Evidence
The surgical approach for patients with FGU-RMS changed dramatically from the North American IRS-I trial, in which the primary surgery was commonly pelvic exenteration, hysterectomy or vaginectomy, towards preservation of these organs in IRS-III & -IV. With these less radical procedures the excellent survival rates of IRS-I were preserved with much lower morbidity.6 Arndt et al. further outlined the evolution of treatment from IRS I-IV to determine the optimal management strategy for FGU-RMS, demonstrating 5-year failure-free and overall survival of 72% and 87%, respectively, in those with nonmetastatic tumors.9 Importantly, aggressive initial surgical resection was performed in IRS-I but was discouraged by IRS-III and -IV to decrease morbidity. Rate of organ removal (vagina +/- uterus +/- bladder) decreased from 66% in IRS-I/II to 41% in IRS-III/IV, yet cure rates were preserved at 82% and 84%, respectively. Of 27 patients with recurrence, 23 (85%) were local/regional, and most did not receive any or had inadequate RT. Eighteen (67%) were salvaged with additional multimodal treatments. As such, conservative initial surgery followed by primary chemotherapy approach with selective RT was recommended to decrease morbidity and late effects. This treatment paradigm was utilized in the subsequent series of COG trials D9602 and ARST0331. The majority of patients therefore had unresected disease at enrollment in both of these trials, however there was a significantly increased local recurrence rate between D9602 (26%) study and the subsequent ARST0331 (43%) likely due to decreasing the cumulative dose or eliminating cyclophosphamide and delaying or eliminating RT.8Although high salvage rates allowed 3-year OS to remain excellent (95%) on ARST0331, this was at the expense of intensified second-line therapy for patients who developed recurrence, with inherent long-term complications.

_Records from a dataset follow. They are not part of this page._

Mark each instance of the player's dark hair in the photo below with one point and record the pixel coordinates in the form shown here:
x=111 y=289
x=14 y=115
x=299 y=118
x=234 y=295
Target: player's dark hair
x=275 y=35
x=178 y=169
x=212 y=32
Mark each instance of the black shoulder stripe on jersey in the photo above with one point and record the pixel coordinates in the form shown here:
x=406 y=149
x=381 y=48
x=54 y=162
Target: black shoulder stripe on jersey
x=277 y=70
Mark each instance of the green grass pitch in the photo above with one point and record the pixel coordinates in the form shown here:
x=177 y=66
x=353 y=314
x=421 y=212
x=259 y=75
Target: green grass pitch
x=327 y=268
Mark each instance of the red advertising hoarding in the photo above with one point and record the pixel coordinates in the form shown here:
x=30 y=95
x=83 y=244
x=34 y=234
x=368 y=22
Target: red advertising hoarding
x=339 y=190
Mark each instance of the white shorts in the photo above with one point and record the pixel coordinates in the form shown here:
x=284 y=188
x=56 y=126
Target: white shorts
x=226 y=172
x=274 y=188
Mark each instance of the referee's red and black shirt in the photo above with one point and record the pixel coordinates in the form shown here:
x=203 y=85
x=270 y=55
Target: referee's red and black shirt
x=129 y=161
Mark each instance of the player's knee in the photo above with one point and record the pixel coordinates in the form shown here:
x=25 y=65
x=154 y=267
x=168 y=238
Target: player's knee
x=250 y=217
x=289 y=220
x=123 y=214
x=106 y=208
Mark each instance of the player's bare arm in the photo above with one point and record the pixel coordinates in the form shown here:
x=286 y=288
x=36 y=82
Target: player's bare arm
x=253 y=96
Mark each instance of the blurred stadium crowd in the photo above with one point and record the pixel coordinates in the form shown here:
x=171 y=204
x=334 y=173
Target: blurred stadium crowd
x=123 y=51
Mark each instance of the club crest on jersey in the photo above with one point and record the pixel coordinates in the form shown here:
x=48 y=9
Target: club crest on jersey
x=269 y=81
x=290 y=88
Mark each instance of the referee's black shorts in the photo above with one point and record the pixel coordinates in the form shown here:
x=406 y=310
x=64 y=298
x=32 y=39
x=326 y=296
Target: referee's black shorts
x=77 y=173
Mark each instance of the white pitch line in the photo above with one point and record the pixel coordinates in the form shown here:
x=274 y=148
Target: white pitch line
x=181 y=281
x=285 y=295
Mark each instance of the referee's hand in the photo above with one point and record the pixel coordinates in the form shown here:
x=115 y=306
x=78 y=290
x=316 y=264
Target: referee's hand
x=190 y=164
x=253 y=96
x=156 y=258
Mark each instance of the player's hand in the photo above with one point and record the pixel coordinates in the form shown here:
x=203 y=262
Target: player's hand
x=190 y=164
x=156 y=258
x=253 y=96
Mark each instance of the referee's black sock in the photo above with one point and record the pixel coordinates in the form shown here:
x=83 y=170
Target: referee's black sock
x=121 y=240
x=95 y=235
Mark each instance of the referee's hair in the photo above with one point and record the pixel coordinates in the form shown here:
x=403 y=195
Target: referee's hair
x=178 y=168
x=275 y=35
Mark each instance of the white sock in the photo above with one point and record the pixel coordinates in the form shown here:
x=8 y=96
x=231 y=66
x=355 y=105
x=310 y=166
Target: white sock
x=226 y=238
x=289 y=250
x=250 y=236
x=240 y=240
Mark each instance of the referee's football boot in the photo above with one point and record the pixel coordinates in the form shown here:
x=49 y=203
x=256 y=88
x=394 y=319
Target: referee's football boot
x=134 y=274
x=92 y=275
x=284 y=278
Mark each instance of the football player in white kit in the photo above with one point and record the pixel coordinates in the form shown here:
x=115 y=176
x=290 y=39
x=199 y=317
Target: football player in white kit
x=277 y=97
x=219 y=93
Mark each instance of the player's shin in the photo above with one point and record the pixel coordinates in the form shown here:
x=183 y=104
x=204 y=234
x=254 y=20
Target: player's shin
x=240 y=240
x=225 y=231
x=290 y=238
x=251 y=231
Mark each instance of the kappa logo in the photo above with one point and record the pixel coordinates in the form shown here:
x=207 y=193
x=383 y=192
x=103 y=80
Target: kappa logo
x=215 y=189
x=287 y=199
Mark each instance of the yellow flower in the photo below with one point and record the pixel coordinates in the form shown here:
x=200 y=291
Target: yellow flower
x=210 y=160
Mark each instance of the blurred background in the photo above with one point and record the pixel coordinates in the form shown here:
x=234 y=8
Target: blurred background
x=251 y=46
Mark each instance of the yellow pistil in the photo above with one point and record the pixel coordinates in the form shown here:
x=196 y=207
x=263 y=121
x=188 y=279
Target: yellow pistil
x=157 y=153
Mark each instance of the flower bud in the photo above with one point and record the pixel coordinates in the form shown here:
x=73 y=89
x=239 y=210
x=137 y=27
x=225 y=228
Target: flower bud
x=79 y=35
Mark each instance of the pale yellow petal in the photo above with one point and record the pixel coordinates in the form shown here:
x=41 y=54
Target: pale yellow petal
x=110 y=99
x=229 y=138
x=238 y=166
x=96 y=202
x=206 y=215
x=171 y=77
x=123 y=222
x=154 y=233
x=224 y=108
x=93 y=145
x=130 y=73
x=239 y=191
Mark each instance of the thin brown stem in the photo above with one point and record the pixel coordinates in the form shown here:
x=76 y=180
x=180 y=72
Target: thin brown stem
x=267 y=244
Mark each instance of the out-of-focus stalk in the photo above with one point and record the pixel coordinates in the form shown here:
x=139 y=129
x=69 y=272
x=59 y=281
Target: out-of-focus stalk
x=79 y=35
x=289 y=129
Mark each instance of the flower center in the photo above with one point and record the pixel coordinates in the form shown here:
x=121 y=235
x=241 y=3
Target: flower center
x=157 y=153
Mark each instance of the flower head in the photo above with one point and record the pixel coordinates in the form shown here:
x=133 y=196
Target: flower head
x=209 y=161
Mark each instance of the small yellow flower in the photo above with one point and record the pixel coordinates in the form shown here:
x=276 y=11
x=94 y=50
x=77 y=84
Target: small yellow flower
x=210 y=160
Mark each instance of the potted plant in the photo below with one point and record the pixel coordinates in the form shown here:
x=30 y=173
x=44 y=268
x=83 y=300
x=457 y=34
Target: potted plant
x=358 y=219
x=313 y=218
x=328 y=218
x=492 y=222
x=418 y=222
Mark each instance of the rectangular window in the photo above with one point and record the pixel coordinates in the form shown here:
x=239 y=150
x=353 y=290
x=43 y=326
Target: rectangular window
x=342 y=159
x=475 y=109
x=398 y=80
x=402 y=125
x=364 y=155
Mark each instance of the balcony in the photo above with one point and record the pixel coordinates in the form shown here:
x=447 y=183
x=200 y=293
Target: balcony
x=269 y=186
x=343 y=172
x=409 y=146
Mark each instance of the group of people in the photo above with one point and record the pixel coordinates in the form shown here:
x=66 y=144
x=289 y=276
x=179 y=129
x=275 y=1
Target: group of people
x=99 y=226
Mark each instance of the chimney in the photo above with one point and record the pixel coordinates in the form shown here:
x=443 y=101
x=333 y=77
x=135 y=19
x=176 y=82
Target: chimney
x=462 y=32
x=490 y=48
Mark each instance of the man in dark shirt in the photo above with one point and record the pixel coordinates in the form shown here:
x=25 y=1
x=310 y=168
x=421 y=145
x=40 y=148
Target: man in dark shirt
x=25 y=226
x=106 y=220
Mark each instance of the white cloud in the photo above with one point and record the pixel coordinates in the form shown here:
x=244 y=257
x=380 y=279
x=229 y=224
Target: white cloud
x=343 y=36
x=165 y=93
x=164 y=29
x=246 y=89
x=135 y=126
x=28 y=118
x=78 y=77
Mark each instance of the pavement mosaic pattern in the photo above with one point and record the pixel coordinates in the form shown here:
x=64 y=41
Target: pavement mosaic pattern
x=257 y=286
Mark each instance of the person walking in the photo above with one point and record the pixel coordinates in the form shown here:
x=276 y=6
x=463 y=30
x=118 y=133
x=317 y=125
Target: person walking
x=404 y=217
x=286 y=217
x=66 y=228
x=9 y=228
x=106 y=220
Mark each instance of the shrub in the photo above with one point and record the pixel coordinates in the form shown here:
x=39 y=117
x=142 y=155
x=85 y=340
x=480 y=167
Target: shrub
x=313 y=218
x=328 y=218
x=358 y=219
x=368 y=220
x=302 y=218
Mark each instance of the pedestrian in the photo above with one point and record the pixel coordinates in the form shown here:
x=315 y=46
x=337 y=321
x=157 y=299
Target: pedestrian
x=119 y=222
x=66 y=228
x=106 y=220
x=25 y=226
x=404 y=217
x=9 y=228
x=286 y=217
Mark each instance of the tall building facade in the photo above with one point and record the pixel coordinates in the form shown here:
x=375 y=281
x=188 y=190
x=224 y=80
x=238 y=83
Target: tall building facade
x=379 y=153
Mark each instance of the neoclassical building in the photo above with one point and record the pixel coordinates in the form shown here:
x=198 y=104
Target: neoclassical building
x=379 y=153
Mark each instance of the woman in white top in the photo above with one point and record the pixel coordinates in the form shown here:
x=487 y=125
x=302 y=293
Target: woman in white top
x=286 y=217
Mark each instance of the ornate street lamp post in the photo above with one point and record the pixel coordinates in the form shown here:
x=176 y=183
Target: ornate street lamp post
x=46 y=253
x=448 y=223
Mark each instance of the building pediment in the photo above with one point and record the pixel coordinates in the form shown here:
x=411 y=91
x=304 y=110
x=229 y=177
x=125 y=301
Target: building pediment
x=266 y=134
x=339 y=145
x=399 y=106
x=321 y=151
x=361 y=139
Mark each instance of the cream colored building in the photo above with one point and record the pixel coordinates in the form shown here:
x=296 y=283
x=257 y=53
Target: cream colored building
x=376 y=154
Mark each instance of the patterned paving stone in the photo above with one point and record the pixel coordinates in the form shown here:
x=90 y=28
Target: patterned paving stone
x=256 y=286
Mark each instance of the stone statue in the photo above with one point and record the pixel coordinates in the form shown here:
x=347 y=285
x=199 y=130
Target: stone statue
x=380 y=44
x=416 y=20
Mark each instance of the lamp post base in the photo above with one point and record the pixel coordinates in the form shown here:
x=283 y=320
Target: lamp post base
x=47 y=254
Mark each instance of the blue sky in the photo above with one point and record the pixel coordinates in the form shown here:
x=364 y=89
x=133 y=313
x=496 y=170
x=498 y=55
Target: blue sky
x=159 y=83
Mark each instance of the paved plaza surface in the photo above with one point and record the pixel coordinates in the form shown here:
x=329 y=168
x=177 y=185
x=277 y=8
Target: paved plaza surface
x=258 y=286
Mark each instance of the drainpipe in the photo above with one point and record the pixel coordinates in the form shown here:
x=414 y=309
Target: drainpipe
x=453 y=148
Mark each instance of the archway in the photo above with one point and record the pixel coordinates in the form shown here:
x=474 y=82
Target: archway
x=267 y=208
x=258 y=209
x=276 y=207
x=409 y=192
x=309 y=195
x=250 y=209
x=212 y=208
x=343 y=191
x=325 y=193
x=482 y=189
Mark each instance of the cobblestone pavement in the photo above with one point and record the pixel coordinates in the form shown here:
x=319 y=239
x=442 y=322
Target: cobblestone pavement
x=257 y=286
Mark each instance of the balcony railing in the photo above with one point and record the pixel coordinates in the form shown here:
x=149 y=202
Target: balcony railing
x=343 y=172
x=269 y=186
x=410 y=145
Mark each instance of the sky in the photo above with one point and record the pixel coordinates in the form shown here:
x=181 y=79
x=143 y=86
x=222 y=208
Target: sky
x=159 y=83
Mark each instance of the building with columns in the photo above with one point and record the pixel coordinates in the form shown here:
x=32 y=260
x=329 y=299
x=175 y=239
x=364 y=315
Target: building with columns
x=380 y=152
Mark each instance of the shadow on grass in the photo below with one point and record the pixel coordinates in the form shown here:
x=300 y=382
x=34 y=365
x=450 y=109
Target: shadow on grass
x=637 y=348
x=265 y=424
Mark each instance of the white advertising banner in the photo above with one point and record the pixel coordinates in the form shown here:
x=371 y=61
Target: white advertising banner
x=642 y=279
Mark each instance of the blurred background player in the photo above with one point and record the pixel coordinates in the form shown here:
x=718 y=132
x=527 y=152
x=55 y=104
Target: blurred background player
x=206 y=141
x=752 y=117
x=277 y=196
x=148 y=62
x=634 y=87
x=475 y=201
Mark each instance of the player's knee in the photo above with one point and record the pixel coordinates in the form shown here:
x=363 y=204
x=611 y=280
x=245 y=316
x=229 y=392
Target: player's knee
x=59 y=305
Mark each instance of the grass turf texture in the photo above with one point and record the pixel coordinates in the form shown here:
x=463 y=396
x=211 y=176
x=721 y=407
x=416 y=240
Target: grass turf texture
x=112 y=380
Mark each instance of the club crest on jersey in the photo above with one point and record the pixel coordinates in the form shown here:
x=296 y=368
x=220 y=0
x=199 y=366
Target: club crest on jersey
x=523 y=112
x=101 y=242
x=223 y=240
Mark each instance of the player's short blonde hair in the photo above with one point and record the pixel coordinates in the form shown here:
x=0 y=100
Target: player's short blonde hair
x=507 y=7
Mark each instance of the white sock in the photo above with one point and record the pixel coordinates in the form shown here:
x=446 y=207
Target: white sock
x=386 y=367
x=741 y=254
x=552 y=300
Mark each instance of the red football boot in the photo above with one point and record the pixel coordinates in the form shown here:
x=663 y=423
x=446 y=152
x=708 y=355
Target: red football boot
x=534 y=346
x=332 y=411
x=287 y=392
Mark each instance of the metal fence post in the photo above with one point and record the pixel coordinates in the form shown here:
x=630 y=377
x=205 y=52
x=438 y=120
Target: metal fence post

Further support for a conservative primary surgery paradigm came from a pooled, multinational analysis including data from 237 patients treated within trials of COG, SIOP MMT, STSC, and EpSSG in which approximately 50% of the patients achieved CR with chemotherapy alone and some were cured without systematic RT or radical surgery.4 In this large patient cohort only 31% (72/231) underwent upfront gross resection (IRS group I or II) and the remaining 69% (159/231) had gross residual disease or biopsy only (Group III) before the initiation of chemotherapy. The 10-year EFS and OS for these patients were similar (Group I, II, III EFS was 79%, 72%, 72%, and OS was 97%, 85% and 92% respectively, p=0.62).
In summary, the evidence would suggest that a conservative approach to the primary surgical intervention in these tumors, when used in conjunction with adequate chemotherapy and possible RT, provides excellent local control and outcomes. This does not imply that upfront resection is unreasonable in very select instances, such as small, localized and well circumscribed tumors that can be grossly excised with minimal compromise to normal local structures. However, the possibility of a complete resection is often difficult to judge so the majority of patients are better served with conservative organ preserving surgical procedures limited to obtaining tissue for diagnosis.